Requires-Dist: fonttools; extra == "train"
Requires-Dist: uharfbuzz; extra == "train"
Requires-Dist: tensorboard; extra == "train"
Requires-Dist: freetype-py; extra == "train"
Requires-Dist: numpy; extra == "train"
Requires-Dist: tqdm; extra == "train"
Dynamic: license-file

# Glyph Loss

A Torch loss function and module designed specifically for training neural networks to reconstruct glyph images rendered from font files.

This attempts to improve upon the standard L1/L2 pixel-wise loss by adding loss components specific to rendered glyph images. In particular:

* *Grey weighting*: The interesting part of glyph images is the edge of the glyph contours, not the background or the foreground. At the resolutions used in ML training (typically 128 pixels or less), the glyph edges are anti-aliased subpixels, and appear as grey pixels. The loss function weights these grey pixels considerably more heavily than the black/white pixels making up the bulk of the image.

* *Gradient loss*: The gradient loss component penalizes differences in the image gradients, which helps to preserve the sharpness of the glyph edges. This is similar to Sobel loss, but it decomposes the magnitude and direction of the gradients, and penalizes differences in both. This attempts to preserve fine details around terminals and the distinctions between rounded and sharp corners.

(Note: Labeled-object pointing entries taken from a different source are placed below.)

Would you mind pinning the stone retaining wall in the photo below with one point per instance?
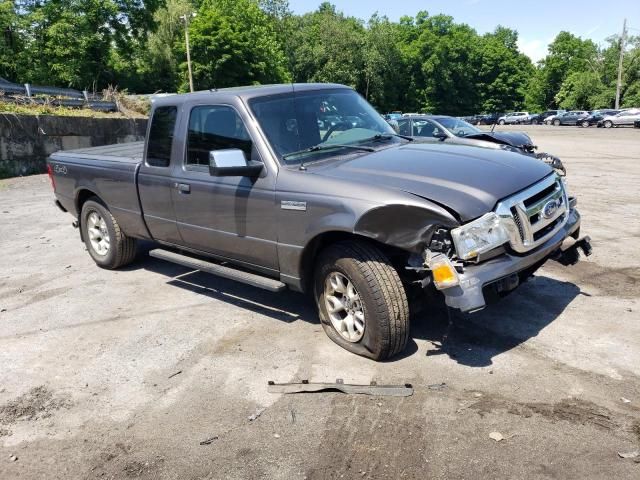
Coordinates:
(26, 141)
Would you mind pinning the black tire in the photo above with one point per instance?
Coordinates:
(383, 298)
(122, 249)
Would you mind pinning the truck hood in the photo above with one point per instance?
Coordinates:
(467, 180)
(515, 139)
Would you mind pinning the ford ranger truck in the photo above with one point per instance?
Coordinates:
(306, 187)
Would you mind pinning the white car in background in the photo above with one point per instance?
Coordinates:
(626, 117)
(514, 118)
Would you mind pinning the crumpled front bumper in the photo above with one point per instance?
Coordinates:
(469, 296)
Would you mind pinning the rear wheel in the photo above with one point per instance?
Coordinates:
(361, 301)
(107, 244)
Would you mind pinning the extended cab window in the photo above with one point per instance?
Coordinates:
(163, 124)
(215, 127)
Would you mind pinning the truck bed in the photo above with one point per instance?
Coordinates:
(120, 152)
(108, 172)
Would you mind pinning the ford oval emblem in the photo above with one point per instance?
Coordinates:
(550, 209)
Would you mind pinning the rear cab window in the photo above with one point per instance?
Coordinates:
(161, 133)
(216, 127)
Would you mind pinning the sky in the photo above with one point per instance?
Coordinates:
(537, 22)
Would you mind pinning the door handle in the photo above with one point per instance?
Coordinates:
(183, 187)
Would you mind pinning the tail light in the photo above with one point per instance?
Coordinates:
(51, 177)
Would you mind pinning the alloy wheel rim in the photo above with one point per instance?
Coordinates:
(98, 234)
(344, 307)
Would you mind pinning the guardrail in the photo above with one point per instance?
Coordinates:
(66, 97)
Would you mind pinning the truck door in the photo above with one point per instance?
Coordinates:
(154, 179)
(228, 216)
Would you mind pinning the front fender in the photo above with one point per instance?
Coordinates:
(408, 227)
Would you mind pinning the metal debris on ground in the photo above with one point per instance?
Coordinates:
(634, 454)
(257, 414)
(209, 441)
(373, 388)
(437, 386)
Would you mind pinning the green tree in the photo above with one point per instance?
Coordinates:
(384, 69)
(503, 72)
(10, 40)
(567, 54)
(327, 46)
(443, 57)
(233, 42)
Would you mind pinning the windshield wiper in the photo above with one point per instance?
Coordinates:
(386, 136)
(322, 146)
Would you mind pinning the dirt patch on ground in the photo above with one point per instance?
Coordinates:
(615, 282)
(636, 430)
(576, 411)
(37, 403)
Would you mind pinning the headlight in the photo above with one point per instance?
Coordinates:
(481, 235)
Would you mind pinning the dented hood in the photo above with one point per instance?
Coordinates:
(468, 180)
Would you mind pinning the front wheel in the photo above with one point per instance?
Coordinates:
(361, 301)
(107, 244)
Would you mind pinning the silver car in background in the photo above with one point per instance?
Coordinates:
(624, 118)
(514, 118)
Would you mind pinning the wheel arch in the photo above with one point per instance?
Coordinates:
(397, 230)
(82, 195)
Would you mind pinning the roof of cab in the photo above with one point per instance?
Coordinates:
(247, 92)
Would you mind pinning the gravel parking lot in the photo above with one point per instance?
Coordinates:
(123, 374)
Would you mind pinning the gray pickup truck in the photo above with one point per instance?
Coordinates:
(306, 187)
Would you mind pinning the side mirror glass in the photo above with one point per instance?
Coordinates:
(232, 163)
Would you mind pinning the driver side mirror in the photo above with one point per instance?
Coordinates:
(232, 163)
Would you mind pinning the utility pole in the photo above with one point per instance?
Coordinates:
(186, 18)
(619, 83)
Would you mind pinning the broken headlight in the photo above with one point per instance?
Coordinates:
(479, 236)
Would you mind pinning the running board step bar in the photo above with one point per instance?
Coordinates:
(253, 279)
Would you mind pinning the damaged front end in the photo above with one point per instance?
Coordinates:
(487, 258)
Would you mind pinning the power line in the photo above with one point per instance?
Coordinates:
(619, 82)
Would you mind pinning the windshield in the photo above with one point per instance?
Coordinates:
(458, 127)
(297, 123)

* *Frequency loss*: The frequency loss component penalizes differences in the frequency domain, which helps to preserve the spectral characteristics of the glyphs. This also attempts to prevent deliberately roughened edges in display fonts or sharp corners from becoming smoothed or blurred by the network.

## Installation

```bash
# Core loss (requires only PyTorch):
pip install glyphloss

# With training harness (adds font rendering & TensorBoard deps):
pip install "glyphloss[train]"
```

Requires Python ≥ 3.8.

## Using the loss function

Available as an `nn.Module` class and as a pre-instantiated default singleton:

```python
from glyphloss import GlyphReconstructionLoss, glyph_reconstruction_loss
```

The `nn.Module` version has the following parameters:

* `weight_epsilon` : floor weight for pure black/white pixels (keeps some gradient signal even outside the grey zone)
* `lambda_pixel` : weight for pixel loss term
* `lambda_mag` : weight for gradient magnitude term
* `lambda_dir` : weight for gradient direction term (cosine loss)
* `lambda_spectral` : weight for spectral loss term
* `patch_size` : spatial size of patches for spectral loss
* `patch_stride` : stride for patch extraction
* `dir_eps` : numerical floor in cosine denominator

## Testing/development

The Python package also includes a training harness with configurable loss functions and TensorBoard logging. To use it, install the package with the `[train]` extra dependencies, put some fonts into the `data/` directory, and run:

```bash
python -m glyphloss.train --data-dir data --epochs 50
```

## License

This projected is licensed under the Apache License 2.0. See the LICENSE file for details.